Emma Burstall profiles five cases - based on actual teachers - affected by changes in the pay scales
Had the governors felt less generous, however, Heather could have started on point two, earning just Pounds 14,001 from December. This figure is higher than last year, however, because the Government has decided to award bigger increases at the lower end of the pay spine to attract new recruits.
Outside experience could be a problem
Andrea, 36, taught in a medium-sized Essex primary school for four years before taking time out to have a family. She worked for several years in marketing before becoming a teacher and, like Heather, was awarded five points for relevant outside experience on top of the two she gained for being a good honours graduate when she got her first job.
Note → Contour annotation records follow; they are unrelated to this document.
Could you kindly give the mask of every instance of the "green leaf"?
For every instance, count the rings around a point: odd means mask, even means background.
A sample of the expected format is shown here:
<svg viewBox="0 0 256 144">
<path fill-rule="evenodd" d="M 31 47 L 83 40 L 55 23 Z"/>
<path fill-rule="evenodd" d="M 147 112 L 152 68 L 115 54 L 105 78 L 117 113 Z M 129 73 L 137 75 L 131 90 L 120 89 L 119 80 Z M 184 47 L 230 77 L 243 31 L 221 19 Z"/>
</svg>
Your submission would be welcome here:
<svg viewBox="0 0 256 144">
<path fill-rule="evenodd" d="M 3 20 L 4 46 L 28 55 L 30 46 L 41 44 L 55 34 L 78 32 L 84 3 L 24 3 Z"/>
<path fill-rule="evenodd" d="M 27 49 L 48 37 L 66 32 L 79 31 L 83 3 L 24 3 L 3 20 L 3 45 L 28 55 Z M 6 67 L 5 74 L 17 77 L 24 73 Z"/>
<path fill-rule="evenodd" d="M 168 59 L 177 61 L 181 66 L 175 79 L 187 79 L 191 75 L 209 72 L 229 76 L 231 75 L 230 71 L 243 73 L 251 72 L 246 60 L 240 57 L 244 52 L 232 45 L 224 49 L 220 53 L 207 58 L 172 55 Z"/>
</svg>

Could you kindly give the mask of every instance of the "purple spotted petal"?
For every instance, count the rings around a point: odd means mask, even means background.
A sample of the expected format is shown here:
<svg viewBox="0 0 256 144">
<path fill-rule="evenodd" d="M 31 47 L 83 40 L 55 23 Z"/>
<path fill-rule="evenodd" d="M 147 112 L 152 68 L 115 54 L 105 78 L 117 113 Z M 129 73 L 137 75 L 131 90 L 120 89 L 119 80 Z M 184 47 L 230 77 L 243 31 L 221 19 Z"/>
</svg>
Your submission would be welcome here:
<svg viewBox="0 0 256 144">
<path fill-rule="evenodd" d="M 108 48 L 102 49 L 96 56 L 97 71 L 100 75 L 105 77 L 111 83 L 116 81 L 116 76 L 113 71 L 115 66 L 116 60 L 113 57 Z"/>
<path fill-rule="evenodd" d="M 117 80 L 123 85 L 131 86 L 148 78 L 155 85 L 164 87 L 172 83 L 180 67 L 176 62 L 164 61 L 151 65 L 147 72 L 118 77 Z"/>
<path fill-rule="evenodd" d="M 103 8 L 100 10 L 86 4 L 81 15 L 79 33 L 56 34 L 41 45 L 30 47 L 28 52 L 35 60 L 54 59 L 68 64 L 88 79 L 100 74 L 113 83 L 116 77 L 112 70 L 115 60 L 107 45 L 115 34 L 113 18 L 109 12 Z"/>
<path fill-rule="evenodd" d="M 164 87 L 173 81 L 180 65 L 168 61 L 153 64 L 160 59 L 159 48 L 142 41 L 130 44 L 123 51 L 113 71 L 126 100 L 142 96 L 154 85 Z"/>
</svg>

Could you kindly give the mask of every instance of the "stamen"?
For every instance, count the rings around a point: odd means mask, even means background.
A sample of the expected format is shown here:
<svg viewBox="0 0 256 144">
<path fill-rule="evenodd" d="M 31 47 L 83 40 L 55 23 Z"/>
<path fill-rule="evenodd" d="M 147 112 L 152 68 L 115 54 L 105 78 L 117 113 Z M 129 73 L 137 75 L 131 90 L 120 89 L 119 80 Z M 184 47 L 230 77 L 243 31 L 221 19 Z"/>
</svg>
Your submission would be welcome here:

The Government has said it will allow teachers moving schools or returning after a break voluntarily to surrender discretionary spine points which they hold for experience outside teaching. Andrea now wants to return to work after four years, but fears that instead of being entitled to come back at point nine, heads will ask her to surrender her experience points and return at point five. This means she would lose around Pounds 12,000 over four years.
Primary head feels undervalued
Philip, 44, is headteacher of a small primary school in rural Northumberland. He is on point 10 of the pay scale and will be paid Pounds 28,191 from December, while the head at the secondary school nearby will get nearly Pounds 20,000 more.
Philip feels overworked and undervalued, but is reluctant to appeal to the governors for more money because his school is strapped for cash and is suffering from falling rolls. And he is well aware that many of his staff are struggling financially. He also knows that secondary heads are more likely to get pay rises than primary heads and doubts he would win an appeal.
Philip has two teenage children by his first wife. He recently remarried and now has two families to support. Neither his first nor his current wife work.
Half-points may bring lower rates
Margaret, 40, has been teaching English for 15 years at a large, mixed comprehensive in Manchester which has recently become grant-maintained. She is on a point nine basic salary and will earn Pounds 20,901 in December.
She knows the post of head of the English department is likely to become vacant in the next year, but suspects the head may use the new half-points system to reduce the amount teachers are awarded for extra responsibilities. When the post is advertised, she believes it will only carry one and a half responsibility points instead of two.
Margaret would like the job, but is not sure she will apply as it would involve much more work for only a little extra cash. She is a theatre enthusiast but feels the additional work would make it impossible to fit in any more visits to plays.
Downshifting can mean less stress
Barry, 45, has been teaching for 20 years and is tired of all the changes in education. A few months ago, he decided to give up being head of maths at a large comprehensive in Yorkshire, for which he received five responsibility points, and take over the smaller computer department, which carries only three responsibility points.
Although he is now on point 12 of the pay scale, instead of point 14, and will earn Pounds 25,392 in December instead of Pounds 29,247, he feels he made the right decision. At least he no longer has to attend so many after-school meetings, and has some time in the evenings for himself.
His wife is also relieved as their marriage has been under strain recently because of the extra hours Barry has been having to put in because of the national curriculum.